## Task 1: Data Collection and Pipeline Initialization
This notebook outlines the process for collecting news data related to AI.

## 1-> installing required libraries

 #This cell installs the necessary Python package to communicate with the NewsAPI.

In [None]:
!pip install requests pandas newsapi-python



## 2->Importing Libraries and Loading API Keys
# Here, we import the libraries and securely access our API key from Colab's secret manager.

In [None]:
import os
import pandas as pd
from newsapi import NewsApiClient
from google.colab import userdata

# Loading my API key stored in the secrets manager
NEWS_APIKEY = userdata.get('news_api')

## 3-> Data Collection from NewsAPI
# This function fetches news articles for a specific topic. It is designed to be clean and reusable.

In [None]:
def fetch_news_data(api_key, search_query):
    """Fetches news from NewsAPI for a specific query."""
    print(f"Fetching articles for query: '{search_query}'...")
    try:
        newsapi = NewsApiClient(api_key=api_key)
        all_articles = newsapi.get_everything(q=search_query,
                                              language='en',
                                              sort_by='relevancy',
                                              page_size=100) # Get 100 articles

        print(f"Successfully fetched {len(all_articles['articles'])} articles.")
        return all_articles['articles']
    except Exception as e:
        print(f"An error occurred: {e}")
        return None

# We use this function to fetch articles
articles_list = fetch_news_data(api_key=NEWS_APIKEY, search_query="Artificial Intelligence")

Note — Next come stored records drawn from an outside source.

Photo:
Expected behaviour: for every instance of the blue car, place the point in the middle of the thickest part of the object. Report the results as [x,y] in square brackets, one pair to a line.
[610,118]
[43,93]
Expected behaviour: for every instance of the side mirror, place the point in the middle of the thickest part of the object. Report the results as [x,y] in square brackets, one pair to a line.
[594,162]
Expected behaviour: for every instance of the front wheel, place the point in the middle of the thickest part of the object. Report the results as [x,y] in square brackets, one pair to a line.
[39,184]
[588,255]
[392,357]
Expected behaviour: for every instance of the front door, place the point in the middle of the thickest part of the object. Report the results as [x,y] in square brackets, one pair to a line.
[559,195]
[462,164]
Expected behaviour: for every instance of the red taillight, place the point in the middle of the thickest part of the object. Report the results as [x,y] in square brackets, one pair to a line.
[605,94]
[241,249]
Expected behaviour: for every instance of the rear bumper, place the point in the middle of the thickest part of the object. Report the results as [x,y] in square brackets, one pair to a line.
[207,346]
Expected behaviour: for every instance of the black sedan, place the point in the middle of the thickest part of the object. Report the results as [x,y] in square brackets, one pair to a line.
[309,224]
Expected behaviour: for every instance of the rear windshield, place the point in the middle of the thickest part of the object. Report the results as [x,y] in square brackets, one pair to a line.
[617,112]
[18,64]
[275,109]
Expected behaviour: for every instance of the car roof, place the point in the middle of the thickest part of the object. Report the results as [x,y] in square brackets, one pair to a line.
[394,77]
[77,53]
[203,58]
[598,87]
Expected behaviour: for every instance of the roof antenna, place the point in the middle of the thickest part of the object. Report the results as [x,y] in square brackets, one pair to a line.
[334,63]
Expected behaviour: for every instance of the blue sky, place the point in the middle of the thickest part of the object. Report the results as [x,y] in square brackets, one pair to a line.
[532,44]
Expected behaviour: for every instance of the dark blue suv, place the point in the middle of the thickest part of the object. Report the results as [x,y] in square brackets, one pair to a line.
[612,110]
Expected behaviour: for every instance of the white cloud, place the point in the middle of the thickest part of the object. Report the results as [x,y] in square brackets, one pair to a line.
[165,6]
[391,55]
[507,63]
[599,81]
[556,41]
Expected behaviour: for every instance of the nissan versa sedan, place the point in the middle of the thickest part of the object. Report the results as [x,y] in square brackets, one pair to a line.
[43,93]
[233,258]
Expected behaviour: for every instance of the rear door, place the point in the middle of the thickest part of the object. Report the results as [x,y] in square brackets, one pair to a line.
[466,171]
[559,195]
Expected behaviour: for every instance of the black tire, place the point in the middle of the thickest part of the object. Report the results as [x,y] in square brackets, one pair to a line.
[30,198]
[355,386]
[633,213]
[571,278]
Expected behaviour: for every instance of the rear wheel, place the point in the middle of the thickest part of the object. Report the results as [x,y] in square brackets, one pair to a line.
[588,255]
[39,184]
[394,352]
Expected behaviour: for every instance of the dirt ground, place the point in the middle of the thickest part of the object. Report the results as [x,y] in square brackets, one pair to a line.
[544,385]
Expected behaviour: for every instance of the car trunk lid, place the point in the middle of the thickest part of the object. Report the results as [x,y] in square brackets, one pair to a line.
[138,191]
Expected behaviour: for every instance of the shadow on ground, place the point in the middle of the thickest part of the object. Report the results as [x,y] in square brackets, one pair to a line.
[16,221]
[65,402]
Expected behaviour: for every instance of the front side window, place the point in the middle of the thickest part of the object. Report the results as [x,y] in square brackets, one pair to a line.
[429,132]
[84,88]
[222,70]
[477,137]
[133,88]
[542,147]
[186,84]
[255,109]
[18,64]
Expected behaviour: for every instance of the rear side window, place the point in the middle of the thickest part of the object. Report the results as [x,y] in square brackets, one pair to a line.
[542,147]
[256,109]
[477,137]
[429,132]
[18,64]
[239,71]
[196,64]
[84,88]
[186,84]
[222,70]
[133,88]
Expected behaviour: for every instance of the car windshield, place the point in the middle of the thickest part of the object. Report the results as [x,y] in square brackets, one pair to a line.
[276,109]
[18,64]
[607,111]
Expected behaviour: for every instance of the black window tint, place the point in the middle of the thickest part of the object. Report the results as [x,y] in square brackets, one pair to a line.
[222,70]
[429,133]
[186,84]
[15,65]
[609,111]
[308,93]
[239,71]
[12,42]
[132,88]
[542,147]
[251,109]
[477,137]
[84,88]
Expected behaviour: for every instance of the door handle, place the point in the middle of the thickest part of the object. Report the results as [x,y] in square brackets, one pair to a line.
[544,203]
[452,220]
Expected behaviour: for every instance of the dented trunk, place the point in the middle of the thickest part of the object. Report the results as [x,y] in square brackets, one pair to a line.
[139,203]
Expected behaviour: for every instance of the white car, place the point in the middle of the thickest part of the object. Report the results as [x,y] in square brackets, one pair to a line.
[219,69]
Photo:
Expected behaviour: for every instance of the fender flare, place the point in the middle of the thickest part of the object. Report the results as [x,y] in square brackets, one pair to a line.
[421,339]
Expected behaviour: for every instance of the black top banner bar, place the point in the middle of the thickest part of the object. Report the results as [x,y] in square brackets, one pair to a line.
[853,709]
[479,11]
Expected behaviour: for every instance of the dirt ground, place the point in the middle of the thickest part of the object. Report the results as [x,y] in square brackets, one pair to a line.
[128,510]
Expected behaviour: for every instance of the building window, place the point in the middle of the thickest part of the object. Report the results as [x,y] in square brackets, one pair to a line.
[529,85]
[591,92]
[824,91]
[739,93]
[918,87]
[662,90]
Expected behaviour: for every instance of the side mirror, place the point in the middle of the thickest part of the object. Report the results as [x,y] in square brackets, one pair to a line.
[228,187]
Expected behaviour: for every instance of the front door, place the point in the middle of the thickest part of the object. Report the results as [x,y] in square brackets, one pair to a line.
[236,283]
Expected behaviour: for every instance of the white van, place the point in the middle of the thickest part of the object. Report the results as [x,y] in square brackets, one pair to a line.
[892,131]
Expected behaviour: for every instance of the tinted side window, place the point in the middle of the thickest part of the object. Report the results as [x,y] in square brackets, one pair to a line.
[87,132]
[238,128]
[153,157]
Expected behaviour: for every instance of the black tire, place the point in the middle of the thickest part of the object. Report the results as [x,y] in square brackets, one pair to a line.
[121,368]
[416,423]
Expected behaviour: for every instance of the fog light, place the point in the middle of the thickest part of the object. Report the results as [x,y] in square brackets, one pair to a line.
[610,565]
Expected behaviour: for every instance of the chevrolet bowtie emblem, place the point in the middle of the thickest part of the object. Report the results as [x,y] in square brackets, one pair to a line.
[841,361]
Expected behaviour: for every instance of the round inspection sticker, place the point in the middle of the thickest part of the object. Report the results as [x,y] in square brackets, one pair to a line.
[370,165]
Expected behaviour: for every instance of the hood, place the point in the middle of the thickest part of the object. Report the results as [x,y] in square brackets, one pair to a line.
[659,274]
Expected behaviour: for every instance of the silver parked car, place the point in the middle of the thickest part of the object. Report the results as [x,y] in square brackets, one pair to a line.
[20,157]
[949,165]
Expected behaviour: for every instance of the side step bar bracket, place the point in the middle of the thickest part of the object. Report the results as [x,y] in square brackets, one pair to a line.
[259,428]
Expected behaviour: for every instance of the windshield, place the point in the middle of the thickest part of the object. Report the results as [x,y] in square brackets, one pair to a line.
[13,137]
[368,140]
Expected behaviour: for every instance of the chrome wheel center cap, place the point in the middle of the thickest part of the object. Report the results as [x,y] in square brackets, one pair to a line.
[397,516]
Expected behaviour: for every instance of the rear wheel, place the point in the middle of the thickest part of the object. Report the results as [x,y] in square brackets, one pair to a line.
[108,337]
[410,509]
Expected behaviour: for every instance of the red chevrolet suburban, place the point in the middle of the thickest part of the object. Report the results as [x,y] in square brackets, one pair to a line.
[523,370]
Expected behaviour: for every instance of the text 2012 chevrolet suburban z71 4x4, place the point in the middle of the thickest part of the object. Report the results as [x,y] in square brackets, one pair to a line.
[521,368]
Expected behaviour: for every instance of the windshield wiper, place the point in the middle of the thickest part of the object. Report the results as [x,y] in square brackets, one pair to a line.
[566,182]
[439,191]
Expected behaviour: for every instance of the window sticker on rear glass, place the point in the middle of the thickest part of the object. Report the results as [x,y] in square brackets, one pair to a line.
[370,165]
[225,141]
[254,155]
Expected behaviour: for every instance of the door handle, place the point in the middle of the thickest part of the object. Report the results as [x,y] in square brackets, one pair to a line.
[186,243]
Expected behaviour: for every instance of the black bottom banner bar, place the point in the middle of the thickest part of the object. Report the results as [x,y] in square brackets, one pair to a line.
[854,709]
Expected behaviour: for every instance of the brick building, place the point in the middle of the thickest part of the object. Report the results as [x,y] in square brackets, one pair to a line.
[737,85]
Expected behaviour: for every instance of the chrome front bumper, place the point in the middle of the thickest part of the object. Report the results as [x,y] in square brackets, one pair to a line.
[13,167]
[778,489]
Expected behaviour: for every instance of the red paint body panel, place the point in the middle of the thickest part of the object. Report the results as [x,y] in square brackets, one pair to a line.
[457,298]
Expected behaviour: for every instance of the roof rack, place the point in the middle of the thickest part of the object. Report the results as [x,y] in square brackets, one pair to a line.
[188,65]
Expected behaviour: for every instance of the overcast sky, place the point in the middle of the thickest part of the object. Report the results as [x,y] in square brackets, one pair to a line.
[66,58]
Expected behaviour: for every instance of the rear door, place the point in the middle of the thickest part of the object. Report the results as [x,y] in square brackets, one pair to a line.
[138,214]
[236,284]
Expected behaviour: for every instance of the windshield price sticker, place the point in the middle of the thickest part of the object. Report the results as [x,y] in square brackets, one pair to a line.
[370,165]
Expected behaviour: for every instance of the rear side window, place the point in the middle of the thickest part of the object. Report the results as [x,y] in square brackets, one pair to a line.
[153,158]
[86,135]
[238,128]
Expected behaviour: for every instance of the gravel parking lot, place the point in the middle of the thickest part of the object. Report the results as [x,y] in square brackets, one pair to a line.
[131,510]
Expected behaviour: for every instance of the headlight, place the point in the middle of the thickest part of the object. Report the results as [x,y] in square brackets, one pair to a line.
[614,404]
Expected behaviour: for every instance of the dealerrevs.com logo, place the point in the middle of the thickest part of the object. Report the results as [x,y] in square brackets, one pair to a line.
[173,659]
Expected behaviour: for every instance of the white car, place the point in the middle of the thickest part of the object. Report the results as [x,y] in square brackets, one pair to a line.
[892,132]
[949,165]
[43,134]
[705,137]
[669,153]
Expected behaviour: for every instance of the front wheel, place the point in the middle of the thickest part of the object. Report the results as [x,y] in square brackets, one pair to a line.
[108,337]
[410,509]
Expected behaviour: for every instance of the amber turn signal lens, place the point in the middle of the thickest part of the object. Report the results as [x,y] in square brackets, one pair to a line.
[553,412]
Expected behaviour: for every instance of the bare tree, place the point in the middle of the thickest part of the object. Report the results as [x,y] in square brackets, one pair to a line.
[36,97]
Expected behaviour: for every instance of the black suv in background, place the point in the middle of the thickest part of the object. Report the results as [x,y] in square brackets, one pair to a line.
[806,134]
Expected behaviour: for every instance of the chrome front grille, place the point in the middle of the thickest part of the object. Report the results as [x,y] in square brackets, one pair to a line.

Fetching articles for query: 'Artificial Intelligence'...
Successfully fetched 100 articles.


## 4-> Processing and Saving the Data
# The raw data is processed into a structured table (DataFrame) and saved as a CSV file.
# This CSV is the final output of our data collection pipeline.

In [None]:
if articles_list:
    df = pd.DataFrame(articles_list)

    # This selects and cleans the most important columns
    dfclean = df[['title', 'author', 'source', 'publishedAt', 'url', 'content']].copy()
    dfclean['source'] = dfclean['source'].apply(lambda x: x['name']) # Extract just the source name

    # Here Save the final data to a CSV file
    output_file = 'newsdata.csv'
    dfclean.to_csv(output_file, index=False, encoding='utf-8-sig')

    print(f"\nPipeline complete. File saved to '{output_file}'")

    # Now display the first 5 rows of our final dataset
    print("\nPreview of the final data:")
    display(dfclean.head())


Pipeline complete. File saved to 'newsdata.csv'

Preview of the final data:


Unnamed: 0,title,author,source,publishedAt,url,content
0,AI invents new antibiotics that could kill sup...,,BBC News,2025-08-14T15:03:49Z,https://www.bbc.com/news/articles/cgr94xxye2lo,Artificial intelligence has invented two new p...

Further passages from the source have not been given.